Latar Belakang Keluarga
Yasser Arafat bernama lengkap Mohammed Abdel Raouf Arafat bin Qudwa al-Husseini. Lahir di Mesir pada 24 Agustus 1929 sebagai anak keenam. Ayahnya seorang pedagang tekstil di Mesir, tetapi ia berasal dari keluarga Qudwa dari Gaza dan Khan Yunis. Adapun Sang Ibu berasal dari keluarga terhormat dan terkemuka di Yerusalem, yakni Abu Saud. Ada yang menyebut bahwa silsilah keluarga ibunya ini bersambung hingga Nabi Muhammad saw. Tetapi ibunya wafat saat Yasser Arafat masih berusia lima tahun. Ia kemudian diasuh oleh keluarga pamannya dari pihak ibu dan selanjutnya berguru pada seorang ulama besar Yerusalem bernama Abdul Al-Qadir Al-Husseini yang juga masih punya hubungan kekerabatan dengan ibunya.

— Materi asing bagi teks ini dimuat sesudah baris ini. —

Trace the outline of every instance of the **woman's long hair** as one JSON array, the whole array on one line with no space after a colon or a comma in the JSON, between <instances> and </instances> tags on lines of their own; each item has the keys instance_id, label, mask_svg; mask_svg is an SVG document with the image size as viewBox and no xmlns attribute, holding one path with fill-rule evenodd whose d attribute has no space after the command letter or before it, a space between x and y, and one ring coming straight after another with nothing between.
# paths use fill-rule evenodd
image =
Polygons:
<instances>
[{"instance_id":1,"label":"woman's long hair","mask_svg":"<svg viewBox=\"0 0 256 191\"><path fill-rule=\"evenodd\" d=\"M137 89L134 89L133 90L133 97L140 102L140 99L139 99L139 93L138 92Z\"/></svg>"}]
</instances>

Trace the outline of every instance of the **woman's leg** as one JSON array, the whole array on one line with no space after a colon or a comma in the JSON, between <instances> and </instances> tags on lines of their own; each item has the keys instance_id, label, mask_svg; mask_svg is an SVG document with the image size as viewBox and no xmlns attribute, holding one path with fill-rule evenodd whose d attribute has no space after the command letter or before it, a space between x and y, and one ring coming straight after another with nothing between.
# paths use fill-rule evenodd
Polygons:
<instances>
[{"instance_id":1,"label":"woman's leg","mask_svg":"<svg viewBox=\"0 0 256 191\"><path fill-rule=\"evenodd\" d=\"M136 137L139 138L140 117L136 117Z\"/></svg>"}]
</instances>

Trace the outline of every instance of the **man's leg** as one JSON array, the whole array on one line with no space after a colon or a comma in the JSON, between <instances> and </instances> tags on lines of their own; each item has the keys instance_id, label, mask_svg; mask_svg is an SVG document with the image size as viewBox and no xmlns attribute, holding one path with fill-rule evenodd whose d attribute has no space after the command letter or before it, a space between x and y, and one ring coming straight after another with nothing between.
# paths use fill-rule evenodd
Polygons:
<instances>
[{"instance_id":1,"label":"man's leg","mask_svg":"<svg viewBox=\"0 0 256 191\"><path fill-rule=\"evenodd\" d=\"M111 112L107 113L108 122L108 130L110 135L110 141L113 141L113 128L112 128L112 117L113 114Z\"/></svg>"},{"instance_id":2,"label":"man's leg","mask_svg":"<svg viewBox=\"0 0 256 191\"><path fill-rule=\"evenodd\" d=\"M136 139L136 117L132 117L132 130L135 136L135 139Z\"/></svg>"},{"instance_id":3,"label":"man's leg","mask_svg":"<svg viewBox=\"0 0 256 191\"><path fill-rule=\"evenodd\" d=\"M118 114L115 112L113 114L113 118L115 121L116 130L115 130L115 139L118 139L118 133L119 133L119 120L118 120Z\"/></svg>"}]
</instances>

Aktivis Mahasiswa dan Latar Belakang Pemikiran
Yasser Arafat pernah tinggal di Jalur Gaza pasca kekalahan pejuang Palestina pasca proklamasi negara Israel pada tahun 1948 (ini berarti usia Yasser Arafat muda saat itu sekitar 19 tahun). Dari Gaza ia kembali ke Mesir mengikuti ayahnya. Di Kairo, ia menempuh pendidikan di Fakultas Teknik Universitas Raja Faud. Di almamaternya ini ia sempat menjadi aktivis Ikhwanul Muslimin dan memimpin Serikat Mahasiswa Palestina pada 1952-1956. Ia juga mendalami filsafat politik Marxisme, Islamisme dan Pan-Arabisme dan ia memutuskan menyatukan ketiganya dalam strategi perjuangan Palestina. Setelah menyelesaikan kuliahnya, ia mulai bergabung melawan Israel dalam Perang Arab-Israel.
Perwira Militer AD Mesir dan Kontraktor Sukses
Karir Yasser Arafat di militer tidak bisa dipandang sebelah mata. Ia adalah personil Angkatan Darat Mesir di bagian sabotase, bahkan berhasil menyandang pangkat Letnan. Sebuah prestasi juga ditorehkan saat berhasil menghancurkan gudang senjata musuh di Pos Said dan Abu Kabir saat Krisis Terusan Suez. Meski demikian, panggilan jiwa sebagai seorang Insinyur Teknik mengantarnya pindah ke Kuwait pada 1957 dan mendirikan perusahaan kontraktor.